No wonder too that the colonial Government in Malaya wanted some of Hyde’s valuable time. By July 1960 they were reported to be pleased with ‘a most profitable investment’. Two leading Communists had been released from prison- one after 12 years detention- ‘due to their successful brainwashing by Mr Douglas Hyde’ .
There had been one unexpected development on Hyde’s flight out to Malaya. A fellow passenger on the plane was a former Communist colleague, Harry Pollitt, once the General Secretary of the British Communist Party and by then its Chairman. Pollitt was on his way to visit New Zealand. The two men sat together on the plane and had a long chat which Hyde later reported in detail to MI5.

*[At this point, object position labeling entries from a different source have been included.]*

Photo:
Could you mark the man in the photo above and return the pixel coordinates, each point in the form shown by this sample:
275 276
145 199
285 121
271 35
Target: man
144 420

Douglas Hyde was becoming something of an international anti-Communist celebrity. He was invited to Venezuela and a lecture tour of America plus TV appearances with Sir Edmund Hillary and Hermione Badeley. He went on a trip to India paid for by MI6 and was said to be ‘under their control’. MI5 officer Dick Thistlethwaite retorted that ‘we have had a liaison with Hyde ever since he was interrogated after his defection’. In a classic piece of inter-agency rivalry he reported that ‘although MI6 help with his travel,his primary loyalty is to us’.
The relationship ‘continues to pay dividends’ and Hyde’s should be ‘the initial approach’ in the case of the interrogation of a Mrs Ellison .’We might keep Hyde in mind for counter subversion purposes at home and abroad’.
Thistlethwaite once wrote of Hyde ‘others regard him as ‘something of a turncoat. I think this attitude unjustified but understandable’.
Douglas Hyde died in England in 1996 aged 85.
It would not be possible to make this up?